Tuesday, September 15, 2015

Autism Meltdowns Part 2: When Ignoring it Doesn't Work

I recently reached out to all of you for help dealing with Nathan's meltdowns.  We also have a crisis therapist who helps us handle them.  Her first advice was to ignore them.  This has actually helped quite a bit, but it is not always possible.
Usually, Nathan is a sweet, happy boy
but occasionally he loses it, and its not easy to
predict when or why it will happen
Since we started ignoring the meltdown, they have become much less frequent, but when he does have them, they have become more severe.  Not only does he curse and yell, he will sometimes throw things, punch and kick.  One night, I told Nathan it was time to start settling down for bed he got so angry he started throwing things at me and Drew.  It was very scary.  Luckily, he has really bad aim and we were able to duck out of the way, and Jason was able to grab him and pull him out of the room.  Afterward, Drew burst into tears, he was really scared and didn't know why that had happened.  It actually was really scary.  I couldn’t apologize enough to Drew.  I felt so bad that he had to go through that.  That was a few days before the kids went back to school.  Ever since this incident, Nathan has been great at home and hasn’t had any more meltdowns.


At school, the first week or so was great.  Nathan’s regular teacher is out on maternity leave, so he has been getting used to a new, interim teacher.  Everyday after school, we were getting great reports about Nathan doing really well and participating.  Then Thursday of last week, we got a report that he had a difficult morning, and it started as soon as he set foot inside the door of the school.  I was shocked to hear this.  We had an amazing morning together.  Then on Friday, I got a call from the principal that Nathan had a meltdown during math (Nathan really hates math).  He cursed, punched and kicked his aide and refused to do his work.  The principal asked me to talk to him to see if I could calm him down.  As soon as I got on the phone Nathan said, “F--- you, mom, I hate you.”  The principal got back on the phone and said these are similar things to what he was saying in class.  I asked the principal to put Nathan back on the phone. I reminded Nathan that in order grow up to be an architect, he has to listen to his teachers, do what they ask him to do, study hard and learn math.  His whole attitude changed.  He apologized to me, and to the principal and asked to return to his classroom.

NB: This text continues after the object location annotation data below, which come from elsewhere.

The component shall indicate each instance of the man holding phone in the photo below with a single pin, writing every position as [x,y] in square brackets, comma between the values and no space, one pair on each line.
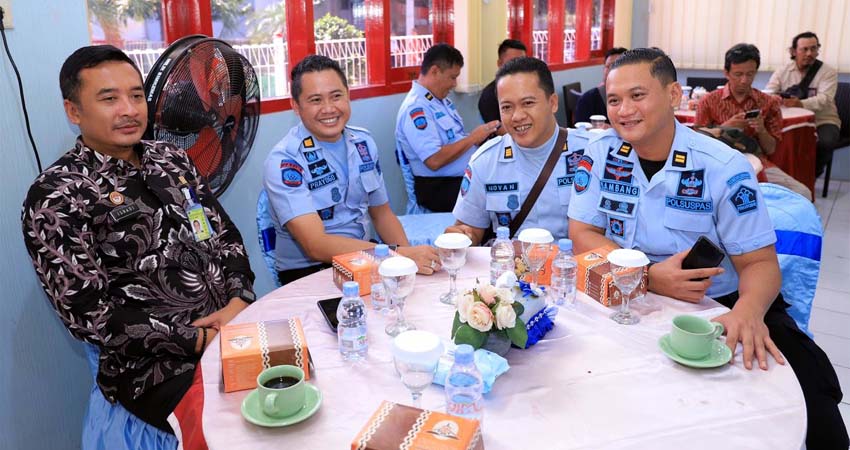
[740,106]
[656,185]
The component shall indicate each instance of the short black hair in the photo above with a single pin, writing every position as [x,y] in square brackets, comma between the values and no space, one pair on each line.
[803,35]
[511,44]
[660,65]
[529,64]
[313,63]
[443,56]
[741,53]
[615,51]
[86,58]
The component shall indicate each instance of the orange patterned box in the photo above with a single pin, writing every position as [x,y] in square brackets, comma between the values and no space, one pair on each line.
[545,275]
[395,426]
[249,348]
[594,278]
[355,266]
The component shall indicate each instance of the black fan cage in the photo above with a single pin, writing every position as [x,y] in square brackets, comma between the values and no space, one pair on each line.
[203,96]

Once again, we met with Nathan’s crisis therapist about these recent outbursts.  She wrote out a contract that both she and Nathan signed, saying that if he gets angry, he will ask for help or ask for a break.  If he makes good choices and controls his outbursts, we will work on building a fort in our backyard.  (I have no idea how to build a fort!)  I reached out to Nathan’s teacher and told her about the plan.

One of the hardest parts of dealing with these meltdowns, is they are so hard to predict.  Most of the time, Nathan is a loving, sweet boy, but occasionally, he just loses it.  And there is no way to predict what will set him off and when.  I am not sure if the contract will work, but I am willing to try anything.  I will never stop trying new things to try to help him.